Numbers of Paper Gardens: Notes on Western Attitudes to Chinese Gardens since 1860
Recorded on 18 November 2021


Speaker: Greg Missingham (University of Melbourne)
In the Introduction to her 2016 book, Ideas of Chinese Gardens: Western Accounts, 1300-1860, Maria Rinaldi provides an excellent account of the history and themes of Western interest in and evaluation of Chinese gardens. This paper concentrates on the period since, 1861-2020. After noting observations on the historiography of Western writing on the gardens made by Alison Hardie, Craig Clunas and others, the paper considers the kinds of publication, their topics and themes, the countries and gender of authors and the attitudes implied as they have been distributed over that period. It is clear that the sheer number of publications per annum accelerated in the 1930s and more than doubled from 1985 onwards. Conjectural explanations consider when key academic journals began, the expansion in tertiary education in the West after WWII and the opening up of China after the Cultural Revolution.
The discussion is presented using analyses in a number of charts of the publications and their distribution over time. The data base is the author’s 2021 “On Chinese Gardens: Bibliography of Items in English, Partially Annotated”. The paper finishes with observations on several under-explored opportunities for further research.

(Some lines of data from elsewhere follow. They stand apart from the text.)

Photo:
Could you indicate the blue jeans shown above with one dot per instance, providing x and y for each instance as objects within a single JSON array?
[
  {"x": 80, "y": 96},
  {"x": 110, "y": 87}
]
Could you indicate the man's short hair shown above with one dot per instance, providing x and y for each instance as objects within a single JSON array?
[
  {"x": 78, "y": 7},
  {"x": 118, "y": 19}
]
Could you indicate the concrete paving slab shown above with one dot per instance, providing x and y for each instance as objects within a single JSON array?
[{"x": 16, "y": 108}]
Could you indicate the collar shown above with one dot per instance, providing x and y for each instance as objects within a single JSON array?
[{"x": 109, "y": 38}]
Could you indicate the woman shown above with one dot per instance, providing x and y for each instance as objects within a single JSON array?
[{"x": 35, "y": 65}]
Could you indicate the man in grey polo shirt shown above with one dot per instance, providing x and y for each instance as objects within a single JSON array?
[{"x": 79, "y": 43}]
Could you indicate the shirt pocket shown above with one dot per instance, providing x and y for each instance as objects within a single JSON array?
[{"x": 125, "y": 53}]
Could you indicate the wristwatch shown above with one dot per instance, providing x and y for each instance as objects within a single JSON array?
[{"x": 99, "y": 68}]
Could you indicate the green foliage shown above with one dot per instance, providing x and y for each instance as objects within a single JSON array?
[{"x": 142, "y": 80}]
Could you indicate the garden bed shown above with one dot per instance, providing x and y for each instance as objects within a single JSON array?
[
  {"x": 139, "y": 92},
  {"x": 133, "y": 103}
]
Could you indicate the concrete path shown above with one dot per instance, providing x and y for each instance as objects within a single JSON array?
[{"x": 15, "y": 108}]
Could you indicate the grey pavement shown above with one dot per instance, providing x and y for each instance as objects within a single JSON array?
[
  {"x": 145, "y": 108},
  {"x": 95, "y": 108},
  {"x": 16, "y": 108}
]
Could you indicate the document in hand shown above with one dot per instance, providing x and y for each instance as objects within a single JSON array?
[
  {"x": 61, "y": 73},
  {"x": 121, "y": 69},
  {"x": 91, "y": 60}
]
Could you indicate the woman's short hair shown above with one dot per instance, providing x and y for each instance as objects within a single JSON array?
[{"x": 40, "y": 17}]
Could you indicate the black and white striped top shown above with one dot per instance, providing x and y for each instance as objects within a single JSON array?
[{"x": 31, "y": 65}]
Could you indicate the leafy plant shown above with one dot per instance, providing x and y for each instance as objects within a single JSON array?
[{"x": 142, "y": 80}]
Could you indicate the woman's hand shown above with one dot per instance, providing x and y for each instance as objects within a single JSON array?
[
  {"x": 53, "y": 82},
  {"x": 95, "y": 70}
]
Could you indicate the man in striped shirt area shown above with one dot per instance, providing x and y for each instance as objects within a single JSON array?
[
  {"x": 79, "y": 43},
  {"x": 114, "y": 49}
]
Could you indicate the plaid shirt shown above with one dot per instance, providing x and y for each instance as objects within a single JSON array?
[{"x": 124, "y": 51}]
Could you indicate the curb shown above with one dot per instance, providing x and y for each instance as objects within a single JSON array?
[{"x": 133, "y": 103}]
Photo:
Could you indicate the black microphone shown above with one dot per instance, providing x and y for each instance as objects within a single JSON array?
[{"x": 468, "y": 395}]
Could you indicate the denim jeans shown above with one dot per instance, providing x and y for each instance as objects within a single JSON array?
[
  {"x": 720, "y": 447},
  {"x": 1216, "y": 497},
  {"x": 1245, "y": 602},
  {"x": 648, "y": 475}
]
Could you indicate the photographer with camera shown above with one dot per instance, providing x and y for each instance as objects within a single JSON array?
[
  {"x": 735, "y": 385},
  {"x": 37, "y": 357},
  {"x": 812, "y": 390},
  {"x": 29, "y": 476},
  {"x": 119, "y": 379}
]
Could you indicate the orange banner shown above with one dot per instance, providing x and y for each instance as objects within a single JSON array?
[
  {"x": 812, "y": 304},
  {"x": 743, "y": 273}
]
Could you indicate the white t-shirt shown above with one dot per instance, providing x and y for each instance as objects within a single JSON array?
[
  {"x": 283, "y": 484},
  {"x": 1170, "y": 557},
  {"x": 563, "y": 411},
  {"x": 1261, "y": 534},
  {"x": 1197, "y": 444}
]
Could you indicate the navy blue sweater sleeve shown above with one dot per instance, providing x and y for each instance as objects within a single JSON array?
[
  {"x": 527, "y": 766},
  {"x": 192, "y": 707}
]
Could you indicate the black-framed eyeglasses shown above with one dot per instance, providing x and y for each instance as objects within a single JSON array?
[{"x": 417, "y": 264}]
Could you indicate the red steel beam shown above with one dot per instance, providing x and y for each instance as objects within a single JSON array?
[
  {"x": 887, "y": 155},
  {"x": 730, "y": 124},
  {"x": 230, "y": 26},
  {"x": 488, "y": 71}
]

As well as being a practicing architect, Greg Missingham has been teaching architectural design for over 40 years in four of the architecture schools in Victoria, Australia and at the national universities in Nanjing, China. He has also both lectured and published on East Asian gardens and is preparing a book on design approaches in architecture using the private Chinese garden tradition as a site of experimentation.